Cultura
Cominciato come una sfida sulla fine del bicameralismo paritario, il referendum del 4 dicembre sulla riforma costituzionale è stato trasformato, da protagonisti e comprimari, in una sorta di Giorno del Giudizio su quasi tutto lo scibile umano. Questioni come il destino del governo, il peso del Paese in Europa e perfino la tenuta democratica del sistema hanno via via soppiantato, nella propaganda referendaria, il vero tema in oggetto.
Una riforma che avrebbe certo potuto avere più «profondità e chiarezza» - per dirla con Romano Prodi - ma che comunque conferma (all’interno e all’estero) la volontà di proseguire sulla strada del necessario cambiamento del Paese.

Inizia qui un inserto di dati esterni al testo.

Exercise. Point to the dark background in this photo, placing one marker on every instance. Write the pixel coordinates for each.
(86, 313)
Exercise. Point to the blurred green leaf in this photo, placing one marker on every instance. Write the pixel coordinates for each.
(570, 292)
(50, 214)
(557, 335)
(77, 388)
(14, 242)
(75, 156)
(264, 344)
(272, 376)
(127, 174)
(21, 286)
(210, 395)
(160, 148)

E non è solo il merito della riforma proposta a render più utile (necessario) un Sì: anche le altre questioni inopportunamente tirate in ballo (dalla stabilità interna al riflesso internazionale dell’esito del voto) possono esser meglio affrontate - a giudizio di chi scrive - dopo una vittoria del Sì, piuttosto che all’indomani di una sua sconfitta. Da qualunque lato si prenda la questione, insomma - sia che si faccia prevalere il giudizio di merito, sia che si voti pensando agli effetti politici del risultato - il Sì appare la risposta migliore.

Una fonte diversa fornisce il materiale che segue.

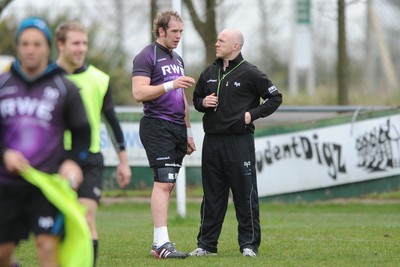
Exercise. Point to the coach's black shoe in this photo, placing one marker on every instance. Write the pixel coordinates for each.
(167, 251)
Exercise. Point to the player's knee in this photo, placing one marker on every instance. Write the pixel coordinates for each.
(166, 174)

Nel merito, il discorso è mesto ma semplice: in una riforma che poteva esser certamente più profonda e innovatrice, gli aspetti positivi superano quelli negativi. A fronte della situazione in cui versa l’affaticato (eufemismo) sistema istituzionale italiano, meglio cambiare che lasciare tutto com’è. I fautori del No, con ottimismo di maniera, sostengono che una riforma migliore è possibile: bene, ci mettano mano nella prossima legislatura e lo dimostrino. Certo, fare e disfare non ha gran senso: ma è già accaduto (col famoso titolo V) e nulla impedisce a questa agguerrita schiera di «riformatori in sonno» di lavorare ad un progetto di riforma migliore (ma vedrete che, passato il referendum, nessuno ne parlerà più...).
Ancor più evidente è l’opportunità di un Sì se si riflette sugli effetti - in Italia e in Europa - di una eventuale vittoria del No. Per stare al nostro Paese, ci si ritroverebbe sicuramente senza un governo, con di fronte orizzonti incerti e scuri (eufemismo) e la quasi sicurezza che qualunque nuova soluzione di governo venisse trovata sarebbe più debole, disomogenea e precaria di quella attuale. Non è situazione nella quale risulterebbe piacevole ritrovarsi: soprattutto alla luce del fatto che sarebbe necessario lavorare a due nuove leggi elettorali rispetto alle quali i fautori del No hanno idee distanti e talvolta opposte.
Per quanto riguarda gli effetti che una sconfitta del Sì avrebbe invece in Europa, si può abbozzare una duplice previsione. La prima: un ulteriore rafforzamento del «vento populista» che spazza il continente (e non solo) e che dopo l’Italia è pronto a investire Francia e Germania, attese da elezioni delicatissime. La seconda: un nuovo indebolimento del Paese sulla scena europea, e non solo per l’ennesima crisi di governo - con conseguente cambio della guardia - ma anche per quello che sarebbe interpretato come il segnale della fine di un processo riformatore al quale l’Europa ha guardato con speranza ed interesse.
Le cose, dunque, stanno più o meno cosi. E Renzi? Ci teniamo Renzi? Renzi merita di esser giudicato alle elezioni: elezioni che molti ipotizzano vicine e che potrebbero segnare, per il Paese, un doppio salto mortale all’indietro. Nel fuoco della campagna referendaria, infatti, non solo si è decretata la morte dell’Italicum (e del bipolarismo) ma si è anche orientata la bussola verso un ritorno al sistema proporzionale e delle preferenze. Precisamente come nella vituperata e mai rimpianta Prima Repubblica italiana.